There is also a fundamental problem with peer-reviewing that is not adressed by most analyses: when an analysis of troubled data - and climatology is filled with troubled data, as proper data acquisition starts only in the last century, which is *why* they use proxies in the first place - is based on methodology that is not vetted by a professional statistician: climatologists review the work, and the errors that Mann et al. show that while at least some professional climatologists think that they have their statistical methods down pat, this is not necessarily the opinion of professional statisticians that have reviewed the methodology (as the problems with the Hockey Stick paradigm have shown).

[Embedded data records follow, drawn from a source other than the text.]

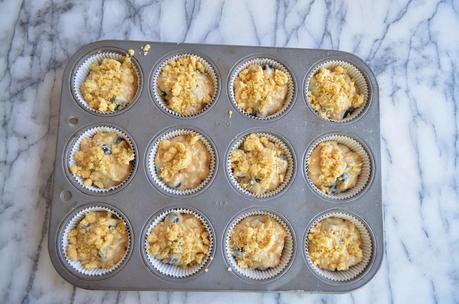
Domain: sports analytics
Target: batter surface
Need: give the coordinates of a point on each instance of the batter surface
(257, 242)
(261, 90)
(183, 162)
(180, 240)
(111, 85)
(333, 93)
(259, 165)
(100, 240)
(335, 244)
(186, 86)
(103, 161)
(334, 168)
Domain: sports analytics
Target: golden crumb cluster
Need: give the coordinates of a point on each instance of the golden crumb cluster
(103, 161)
(183, 162)
(110, 85)
(186, 86)
(180, 240)
(333, 167)
(333, 93)
(257, 242)
(259, 165)
(100, 240)
(335, 244)
(261, 91)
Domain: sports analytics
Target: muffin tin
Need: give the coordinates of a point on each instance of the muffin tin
(220, 202)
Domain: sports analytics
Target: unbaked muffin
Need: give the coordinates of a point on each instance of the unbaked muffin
(261, 90)
(186, 86)
(111, 85)
(259, 165)
(100, 240)
(333, 94)
(333, 167)
(335, 244)
(257, 242)
(183, 162)
(180, 239)
(105, 160)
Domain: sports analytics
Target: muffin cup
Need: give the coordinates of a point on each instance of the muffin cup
(75, 147)
(82, 71)
(76, 265)
(270, 273)
(355, 74)
(153, 150)
(365, 174)
(273, 64)
(163, 104)
(288, 175)
(173, 271)
(367, 249)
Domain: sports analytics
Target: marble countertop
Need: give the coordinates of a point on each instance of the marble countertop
(412, 46)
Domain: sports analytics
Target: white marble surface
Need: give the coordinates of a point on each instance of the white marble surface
(413, 47)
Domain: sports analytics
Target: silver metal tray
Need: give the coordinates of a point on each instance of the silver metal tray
(220, 202)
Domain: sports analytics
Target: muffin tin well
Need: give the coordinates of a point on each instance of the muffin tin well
(141, 200)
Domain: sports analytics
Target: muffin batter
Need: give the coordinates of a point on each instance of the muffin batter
(186, 86)
(333, 93)
(334, 168)
(259, 165)
(180, 240)
(261, 90)
(104, 161)
(335, 244)
(183, 162)
(110, 86)
(257, 242)
(100, 240)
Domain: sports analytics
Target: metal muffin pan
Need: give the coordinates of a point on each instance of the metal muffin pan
(220, 202)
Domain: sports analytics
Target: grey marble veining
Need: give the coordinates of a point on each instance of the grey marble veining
(413, 47)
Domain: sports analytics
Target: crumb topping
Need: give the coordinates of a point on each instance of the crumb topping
(180, 240)
(186, 86)
(333, 93)
(335, 244)
(100, 240)
(110, 85)
(259, 165)
(257, 242)
(261, 90)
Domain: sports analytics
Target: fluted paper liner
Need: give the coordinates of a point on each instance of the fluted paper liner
(355, 74)
(288, 174)
(163, 104)
(270, 273)
(154, 175)
(367, 249)
(75, 147)
(172, 270)
(72, 223)
(82, 71)
(273, 64)
(364, 176)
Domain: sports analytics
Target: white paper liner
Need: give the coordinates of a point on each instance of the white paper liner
(260, 275)
(273, 64)
(75, 147)
(367, 249)
(288, 175)
(172, 270)
(355, 74)
(163, 104)
(364, 176)
(82, 71)
(152, 167)
(72, 223)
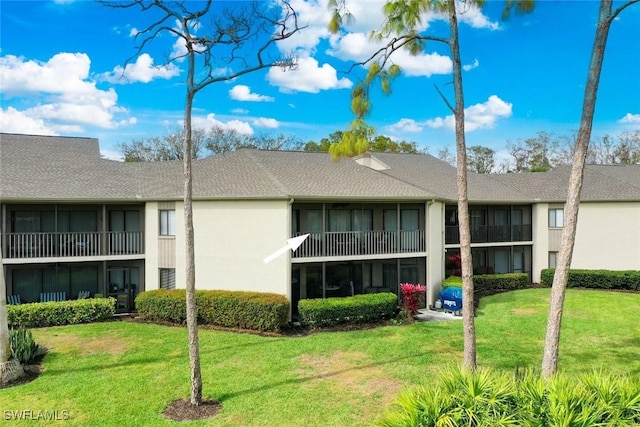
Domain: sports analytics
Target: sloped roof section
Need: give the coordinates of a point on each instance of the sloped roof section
(59, 168)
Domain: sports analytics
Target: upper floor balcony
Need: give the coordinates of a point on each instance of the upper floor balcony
(356, 243)
(72, 244)
(490, 233)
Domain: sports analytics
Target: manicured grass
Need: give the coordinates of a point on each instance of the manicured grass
(125, 373)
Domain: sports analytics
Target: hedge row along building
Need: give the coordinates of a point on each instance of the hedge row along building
(73, 222)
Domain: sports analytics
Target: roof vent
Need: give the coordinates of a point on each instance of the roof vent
(371, 162)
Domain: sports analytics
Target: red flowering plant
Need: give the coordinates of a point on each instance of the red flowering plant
(411, 297)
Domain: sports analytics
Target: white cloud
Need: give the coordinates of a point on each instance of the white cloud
(243, 93)
(469, 67)
(405, 125)
(630, 118)
(472, 15)
(210, 121)
(58, 95)
(308, 77)
(265, 122)
(143, 70)
(14, 121)
(478, 116)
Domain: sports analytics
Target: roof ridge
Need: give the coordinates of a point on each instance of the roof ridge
(251, 154)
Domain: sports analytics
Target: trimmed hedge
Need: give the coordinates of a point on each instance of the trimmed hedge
(328, 312)
(500, 282)
(257, 311)
(41, 314)
(491, 282)
(597, 279)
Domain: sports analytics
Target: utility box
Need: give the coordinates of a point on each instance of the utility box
(451, 299)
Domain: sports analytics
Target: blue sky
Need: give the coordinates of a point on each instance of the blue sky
(61, 63)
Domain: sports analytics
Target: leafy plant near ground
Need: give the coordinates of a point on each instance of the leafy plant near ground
(411, 296)
(598, 279)
(260, 311)
(489, 398)
(41, 314)
(24, 347)
(328, 312)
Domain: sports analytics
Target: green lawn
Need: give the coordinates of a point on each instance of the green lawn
(125, 373)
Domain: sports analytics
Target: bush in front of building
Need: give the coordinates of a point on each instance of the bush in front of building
(41, 314)
(329, 312)
(597, 279)
(500, 282)
(258, 311)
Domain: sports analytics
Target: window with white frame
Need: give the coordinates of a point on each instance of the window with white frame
(167, 278)
(168, 223)
(553, 259)
(556, 218)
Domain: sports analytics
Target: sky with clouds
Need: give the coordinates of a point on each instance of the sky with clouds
(66, 68)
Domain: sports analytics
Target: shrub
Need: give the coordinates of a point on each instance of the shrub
(40, 314)
(233, 309)
(24, 348)
(596, 279)
(328, 312)
(500, 282)
(411, 296)
(487, 398)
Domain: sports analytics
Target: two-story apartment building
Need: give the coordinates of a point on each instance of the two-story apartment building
(72, 221)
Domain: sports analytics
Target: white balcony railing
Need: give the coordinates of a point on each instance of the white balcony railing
(72, 244)
(349, 243)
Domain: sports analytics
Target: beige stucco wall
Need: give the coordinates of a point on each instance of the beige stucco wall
(608, 236)
(435, 250)
(231, 240)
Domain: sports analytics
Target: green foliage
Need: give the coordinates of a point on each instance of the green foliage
(596, 279)
(328, 312)
(500, 282)
(488, 398)
(233, 309)
(40, 314)
(24, 348)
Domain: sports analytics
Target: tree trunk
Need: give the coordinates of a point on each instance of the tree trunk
(552, 338)
(10, 369)
(190, 268)
(469, 354)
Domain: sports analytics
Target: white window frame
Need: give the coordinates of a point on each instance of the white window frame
(168, 222)
(556, 218)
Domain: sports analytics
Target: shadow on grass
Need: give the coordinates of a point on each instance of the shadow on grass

This means that the peers reviewing the work, while fully capable of professionally reviewing the climatological aspects of the analyses being reviewed, are apparently not capable of professionally reviewing how the underlying data was put together and whether it was put together properly, using proper statistical analysis that can be duplicated by others based on the problematical data set.
This is where peer review fails: if the data is not checked and verified that it has been put together properly, then the validity of the conclusions cannot be reviewed, only the methodology of the analysis ex-post the data set.
So while the science is increasingly being called into question, Greenpeace pulls publicity stunts.
That's ok, that's about all that they are good for anyway.